“The First Trading Day of a Month” Effect... Is that real?

Yatshun Lee
The Modern Scientist
5 min readAug 6, 2023

One day my friend brought this observation to me… as a statistician, what would you do?

Photo by Yiorgos Ntrahas on Unsplash

Observation

Talking about my friend (Victor), a VOO die-hard fan who uses the dollar cost averaging method to contribute monthly to the ETF. And one day, he showed me the following…

Open price data of VOO from 2019–01–01 to 2023–08–01. Image by Author.

Interestingly, the occurrences in the first three days are abnormally high. So, that came with his claim:

I believe that buying at the marketing opening time on the first trading day of a month can help him earn more when using the dollar cost averaging method.

On the graph, you can easily say that it’s so apparent that the first three days are better for buying as the prices are generally the lowest in a month. However, is a plot enough to be a strong piece of evidence? If not, how can you assess that statistically?

Data

I used yahoo finance API to retrieve the OHLC daily prices. The sampling starts on Jan 1st of 2019, and ends on Jul 31st of 2023.

import yfinance as yf

sticker = 'VOO'
start = '2019-01-01'
end = '2023-08-01'

df = yf.download(sticker, start=start, end=end)

df = df.reset_index()
df['month'] = df.Date.apply(lambda x: x.month)
df['year'] = df.Date.apply(lambda x: x.year)
df['day'] = df.Date.apply(lambda x: x.day)

df = df[['Open', 'month', 'year', 'day']]
df.head()
Retrieved dataframe from Yahoo API. Image by Author.

Null Hypothesis (H0)

  • H0: Victor’s result performs averagely, i.e.,

μ(wealth accumulation that he buys randomly in a month) = μ(wealth accumulation that he buys only on the 1st day)

  • H1: Victor’s result performs differently, compared to the buying randomly, i.e.,

μ(wealth accumulation that he buys randomly in a month) ≠ μ(wealth accumulation that he buys only on the 1st day)
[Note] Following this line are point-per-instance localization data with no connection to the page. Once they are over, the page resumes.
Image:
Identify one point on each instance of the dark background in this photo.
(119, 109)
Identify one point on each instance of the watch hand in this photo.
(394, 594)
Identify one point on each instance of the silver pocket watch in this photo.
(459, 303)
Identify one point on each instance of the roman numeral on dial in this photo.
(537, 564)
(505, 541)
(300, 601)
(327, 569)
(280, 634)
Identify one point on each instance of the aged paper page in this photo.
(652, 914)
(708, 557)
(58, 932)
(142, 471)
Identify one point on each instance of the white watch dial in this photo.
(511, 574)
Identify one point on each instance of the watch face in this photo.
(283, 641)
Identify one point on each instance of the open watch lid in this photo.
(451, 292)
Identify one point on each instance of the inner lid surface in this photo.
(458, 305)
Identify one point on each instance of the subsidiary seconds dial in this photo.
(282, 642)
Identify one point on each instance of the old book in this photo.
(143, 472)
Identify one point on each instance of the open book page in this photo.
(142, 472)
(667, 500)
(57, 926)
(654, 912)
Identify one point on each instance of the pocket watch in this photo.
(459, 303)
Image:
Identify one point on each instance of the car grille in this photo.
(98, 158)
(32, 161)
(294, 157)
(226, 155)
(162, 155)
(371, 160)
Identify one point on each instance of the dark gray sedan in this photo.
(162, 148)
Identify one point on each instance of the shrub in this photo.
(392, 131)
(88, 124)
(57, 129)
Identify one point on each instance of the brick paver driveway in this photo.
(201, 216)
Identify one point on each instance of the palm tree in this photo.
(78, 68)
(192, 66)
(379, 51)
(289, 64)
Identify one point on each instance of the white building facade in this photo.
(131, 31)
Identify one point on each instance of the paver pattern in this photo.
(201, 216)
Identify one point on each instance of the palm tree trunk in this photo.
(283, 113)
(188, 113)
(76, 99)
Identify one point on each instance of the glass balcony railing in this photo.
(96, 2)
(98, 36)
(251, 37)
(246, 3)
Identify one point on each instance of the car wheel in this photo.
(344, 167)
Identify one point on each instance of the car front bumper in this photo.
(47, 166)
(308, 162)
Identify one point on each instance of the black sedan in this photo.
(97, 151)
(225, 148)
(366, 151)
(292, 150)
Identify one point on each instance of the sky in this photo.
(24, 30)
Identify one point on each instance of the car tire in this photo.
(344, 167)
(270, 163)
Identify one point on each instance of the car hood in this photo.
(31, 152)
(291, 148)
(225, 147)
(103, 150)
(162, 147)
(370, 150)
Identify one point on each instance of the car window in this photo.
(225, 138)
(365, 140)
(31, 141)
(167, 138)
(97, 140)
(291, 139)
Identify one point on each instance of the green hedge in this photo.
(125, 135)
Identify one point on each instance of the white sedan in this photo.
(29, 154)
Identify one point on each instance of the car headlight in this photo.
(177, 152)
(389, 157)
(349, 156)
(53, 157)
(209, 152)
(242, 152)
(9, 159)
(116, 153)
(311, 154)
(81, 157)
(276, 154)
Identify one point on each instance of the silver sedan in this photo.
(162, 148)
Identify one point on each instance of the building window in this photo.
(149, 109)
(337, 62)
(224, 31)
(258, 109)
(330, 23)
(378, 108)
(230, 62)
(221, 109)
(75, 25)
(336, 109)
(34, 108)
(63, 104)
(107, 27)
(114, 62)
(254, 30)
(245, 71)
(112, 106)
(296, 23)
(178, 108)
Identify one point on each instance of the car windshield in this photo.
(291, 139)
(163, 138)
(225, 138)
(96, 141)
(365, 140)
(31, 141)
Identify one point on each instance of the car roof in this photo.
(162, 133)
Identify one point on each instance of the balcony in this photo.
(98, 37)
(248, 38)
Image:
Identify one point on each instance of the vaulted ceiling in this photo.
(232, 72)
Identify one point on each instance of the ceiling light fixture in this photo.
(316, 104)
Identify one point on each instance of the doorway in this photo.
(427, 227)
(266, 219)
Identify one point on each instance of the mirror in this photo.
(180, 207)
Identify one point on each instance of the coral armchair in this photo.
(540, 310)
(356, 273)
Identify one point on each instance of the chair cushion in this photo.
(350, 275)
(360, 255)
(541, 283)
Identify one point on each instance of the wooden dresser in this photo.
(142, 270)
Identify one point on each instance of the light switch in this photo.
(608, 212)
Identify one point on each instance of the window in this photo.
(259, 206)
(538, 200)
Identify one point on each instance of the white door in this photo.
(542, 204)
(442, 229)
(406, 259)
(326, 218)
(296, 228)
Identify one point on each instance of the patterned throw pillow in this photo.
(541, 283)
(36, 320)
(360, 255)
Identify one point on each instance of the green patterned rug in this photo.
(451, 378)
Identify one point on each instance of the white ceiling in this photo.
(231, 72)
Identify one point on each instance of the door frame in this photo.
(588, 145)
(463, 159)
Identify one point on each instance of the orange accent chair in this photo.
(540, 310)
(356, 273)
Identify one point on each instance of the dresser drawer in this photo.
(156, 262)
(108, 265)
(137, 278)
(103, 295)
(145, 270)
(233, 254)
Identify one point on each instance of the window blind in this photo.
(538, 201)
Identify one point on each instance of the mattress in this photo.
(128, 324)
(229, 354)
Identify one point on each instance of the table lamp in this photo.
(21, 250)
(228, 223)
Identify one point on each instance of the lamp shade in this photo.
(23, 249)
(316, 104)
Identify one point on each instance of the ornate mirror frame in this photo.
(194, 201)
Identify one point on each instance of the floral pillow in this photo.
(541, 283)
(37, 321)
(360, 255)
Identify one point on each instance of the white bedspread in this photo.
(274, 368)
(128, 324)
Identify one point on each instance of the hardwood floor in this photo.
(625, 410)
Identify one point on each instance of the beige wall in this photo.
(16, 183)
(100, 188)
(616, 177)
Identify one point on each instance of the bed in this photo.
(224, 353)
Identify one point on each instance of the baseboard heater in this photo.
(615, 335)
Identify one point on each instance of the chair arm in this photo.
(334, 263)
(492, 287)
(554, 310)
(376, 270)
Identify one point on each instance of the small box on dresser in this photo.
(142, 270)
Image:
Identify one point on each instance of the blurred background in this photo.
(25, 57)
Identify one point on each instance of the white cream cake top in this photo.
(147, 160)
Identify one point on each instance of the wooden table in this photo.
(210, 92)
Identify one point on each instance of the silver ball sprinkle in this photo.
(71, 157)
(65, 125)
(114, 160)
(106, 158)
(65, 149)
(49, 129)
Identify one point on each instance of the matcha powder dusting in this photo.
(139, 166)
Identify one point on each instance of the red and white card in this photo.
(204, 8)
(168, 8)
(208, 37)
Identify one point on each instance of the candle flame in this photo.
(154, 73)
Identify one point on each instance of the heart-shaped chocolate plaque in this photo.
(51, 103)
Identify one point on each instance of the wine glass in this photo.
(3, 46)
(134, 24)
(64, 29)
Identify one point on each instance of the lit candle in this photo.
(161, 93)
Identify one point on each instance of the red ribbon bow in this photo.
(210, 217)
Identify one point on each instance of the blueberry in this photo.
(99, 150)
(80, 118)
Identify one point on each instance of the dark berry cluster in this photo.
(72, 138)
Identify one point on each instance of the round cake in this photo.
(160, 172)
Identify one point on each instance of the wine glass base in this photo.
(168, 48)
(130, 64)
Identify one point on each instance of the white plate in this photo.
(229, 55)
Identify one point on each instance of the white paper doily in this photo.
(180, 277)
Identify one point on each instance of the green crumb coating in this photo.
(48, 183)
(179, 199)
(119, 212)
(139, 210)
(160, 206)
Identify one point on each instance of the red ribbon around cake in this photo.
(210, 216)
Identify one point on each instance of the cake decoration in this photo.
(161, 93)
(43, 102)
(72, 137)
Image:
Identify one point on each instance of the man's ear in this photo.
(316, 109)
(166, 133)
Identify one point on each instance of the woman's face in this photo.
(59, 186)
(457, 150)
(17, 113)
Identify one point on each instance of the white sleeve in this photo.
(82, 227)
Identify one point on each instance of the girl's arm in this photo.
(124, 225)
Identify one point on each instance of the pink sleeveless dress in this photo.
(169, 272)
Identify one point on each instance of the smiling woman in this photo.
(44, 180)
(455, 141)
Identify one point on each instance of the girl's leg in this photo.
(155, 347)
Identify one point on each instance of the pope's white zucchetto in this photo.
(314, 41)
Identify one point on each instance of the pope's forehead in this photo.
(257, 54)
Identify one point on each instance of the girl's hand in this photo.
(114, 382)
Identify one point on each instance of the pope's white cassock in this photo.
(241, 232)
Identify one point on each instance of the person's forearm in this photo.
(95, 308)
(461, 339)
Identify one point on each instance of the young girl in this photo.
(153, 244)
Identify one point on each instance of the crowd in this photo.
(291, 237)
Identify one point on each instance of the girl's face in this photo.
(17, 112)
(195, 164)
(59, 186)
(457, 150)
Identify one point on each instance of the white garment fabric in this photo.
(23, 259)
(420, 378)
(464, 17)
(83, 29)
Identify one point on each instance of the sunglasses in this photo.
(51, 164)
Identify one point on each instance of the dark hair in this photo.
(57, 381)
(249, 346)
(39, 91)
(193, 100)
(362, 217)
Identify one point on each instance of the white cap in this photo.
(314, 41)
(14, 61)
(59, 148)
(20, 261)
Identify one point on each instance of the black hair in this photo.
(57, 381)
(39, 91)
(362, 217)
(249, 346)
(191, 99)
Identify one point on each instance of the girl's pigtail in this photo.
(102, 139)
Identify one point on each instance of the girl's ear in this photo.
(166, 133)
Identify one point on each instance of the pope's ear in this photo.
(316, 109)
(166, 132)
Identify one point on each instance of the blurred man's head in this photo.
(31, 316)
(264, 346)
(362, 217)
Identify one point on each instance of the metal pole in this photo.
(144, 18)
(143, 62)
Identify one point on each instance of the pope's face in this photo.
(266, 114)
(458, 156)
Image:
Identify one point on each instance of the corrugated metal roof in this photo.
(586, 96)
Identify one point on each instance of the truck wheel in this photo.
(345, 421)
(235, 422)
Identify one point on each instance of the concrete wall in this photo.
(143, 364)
We now have the null hypothesis: to testify if there is any mean difference. However, there are some important questions to solve:

  1. What is the underlying distribution of the test statistic?
  2. The data is a series of sequential open prices. How do you compare?

To resolve this, I used Monte Carlo Simulation to analyse numerically.

Monte Carlo Simulation for the Dollar Cost Averaging Method

I used this method to generate random trajectories, which are the situations when you buy randomly in a month at the open price, to compare with the performance of the first trading day method. I resampled 10000 times every month and year, i.e., there are 10000 random possible trajectories for doing the dollar cost averaging method.

Some random trajectories from Monte Carlo Simulation. Image by Author.

You can also get the “First Trading Day” effect in the meantime, looping the nested for loop. The following code is to perform the resampling and retrieving of the open price trajectories.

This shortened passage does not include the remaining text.